あっという間に数十人が血肉袋に変貌した広場で、どこからともなく、やがてリーナ人によるテルン人への虐殺が始まりました。花火で、花瓶で、包丁で、未だに収まらぬ騒ぎの中で、次々とテルン人の断末魔が聞こえては、地面を覆う石に頭がぶつかる鈍い音がこだまします。

冷静なリーナ人が、大きな声で荒れ狂う同じ民族に対し制止を呼びかけました。もちろん、誰も聞いてくれません。やがて、そんな彼も妻をついさっき失った男の手により、沢山の血を頭から出して、そのまま動かなくなりました。

しばらくしてやって来た正義感溢れる警察官は、拳銃を奪うために、若しくは、それに抵抗した警官が銃を放ち、それによって負傷した仲間を見てたぎらせた復讐心の為に、虐殺の対象になりました。自らの役職を示すだけの、何も防弾機能の付いていない黒と青の制服を着た彼らは、次々と仲間達が持っていた凶器から打ち出された弾丸によって、その生命活動を停止させられていました。

一報を聞いた大統領は事態の鎮圧の為に、軍隊を用いた強制排除を画策しました。その意見を提案するために緊急会議へ向かう途中、暴徒化した住民に車両を襲われました。やがて一発の発砲音がしたと思うと、大統領は車内で胸に穴を空けて動かなくなりました。

夜が明ける頃、混乱は国家全体へと伝わります。

そして、この国、ウィダーナは崩壊しました。

ウィダーナは戦争の大好きな隣国と有事があった際にすぐ対応できるよう、首都ヘルマナにほとんどの中枢機関が集まっていますが、軍隊だけは隣国に近いベーテン地方に中心を置いています。もちろん、その為に軍隊の上層部はテルン人とリーナ人が程よく占めていますが、兵士の多くはテルン人でした。

新年を迎えて最初の朝、国家元首を失った軍部は独断で広がる混乱を秩序で解決しようとしました。すぐに動いた軍隊でしたが、兵士の多くは首都の有様を見て愕然としました。血だまりに横たわる人々の多くは、自分達の生まれ育った町でよく見る特徴を持った人達でした。それでも、自らの感情を抑えて、上層部が指示する負傷者の救出及び対立行動の武力鎮圧を行いました。昼を過ぎた辺り、一度作業を中断して数えた死者の数は、五〇〇を裕に数えて、最終的には五七九体に及びました。その九割以上が垂れた目をしている、テルン人若しくはテルン人に見えるリーナ人でした。
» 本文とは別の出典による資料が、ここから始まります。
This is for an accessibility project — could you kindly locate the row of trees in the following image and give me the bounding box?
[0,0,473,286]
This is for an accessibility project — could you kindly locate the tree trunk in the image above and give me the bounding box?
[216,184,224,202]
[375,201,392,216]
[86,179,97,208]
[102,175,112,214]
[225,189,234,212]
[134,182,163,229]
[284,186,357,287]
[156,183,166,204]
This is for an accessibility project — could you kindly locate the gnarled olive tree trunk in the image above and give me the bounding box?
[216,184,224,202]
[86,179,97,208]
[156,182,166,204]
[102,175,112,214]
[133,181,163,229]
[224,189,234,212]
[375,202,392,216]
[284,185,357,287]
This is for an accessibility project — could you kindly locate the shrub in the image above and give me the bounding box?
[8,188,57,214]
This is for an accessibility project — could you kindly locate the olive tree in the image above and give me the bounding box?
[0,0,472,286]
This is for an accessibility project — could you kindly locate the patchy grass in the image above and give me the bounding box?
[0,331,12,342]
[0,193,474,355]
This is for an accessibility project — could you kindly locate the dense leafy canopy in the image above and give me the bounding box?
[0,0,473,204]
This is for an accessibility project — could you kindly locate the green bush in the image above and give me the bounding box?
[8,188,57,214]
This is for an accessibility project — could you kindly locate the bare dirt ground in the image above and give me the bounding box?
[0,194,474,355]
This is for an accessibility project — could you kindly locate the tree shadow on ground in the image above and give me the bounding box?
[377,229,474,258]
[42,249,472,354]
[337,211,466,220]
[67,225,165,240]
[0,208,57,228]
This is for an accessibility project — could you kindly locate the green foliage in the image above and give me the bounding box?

郊外に行くと、高級車が無残な姿で晒されていました。そのナンバーや見た目は、テルン人とリーナ人の混血児である大統領愛用の車と全く同じでした。

多くのテルン人の兵士は、いい加減この状況に堪えてた感情が爆発しそうでした。それでも爆発しなかったのは、彼らが崇敬する軍部最高司令官である、テルン人の英雄、ワイリアナ・ヘルツェルンの演説があったからです。

『君達が感情に任せて撃った一つの銃弾が、この国家を

終焉に導く。君達の仕事は終焉に導くことではない。

君達の仕事は、テルン人とリーナ人の子孫の為に国を

希望に導くことである。生まれ育った街を守ってくれ』

その言葉を信じて、彼らは『仕事』だけをこなします。

 

新年を迎えて三日目の朝、遂にベーテン地方の最大都市トヴィツキで大規模な暴動が発生しました。道行く人々はそれぞれが武器を構えて、数多くのリーナ人政治家が未だ取り残されているベーテン地方最高議会場に向かいます。この暴動が今後の国家の行く末を左右すると直感したのはヘルツェルンです。彼は自ら暴動の真ん中へと出向いて、人々を説得しようとしたのです。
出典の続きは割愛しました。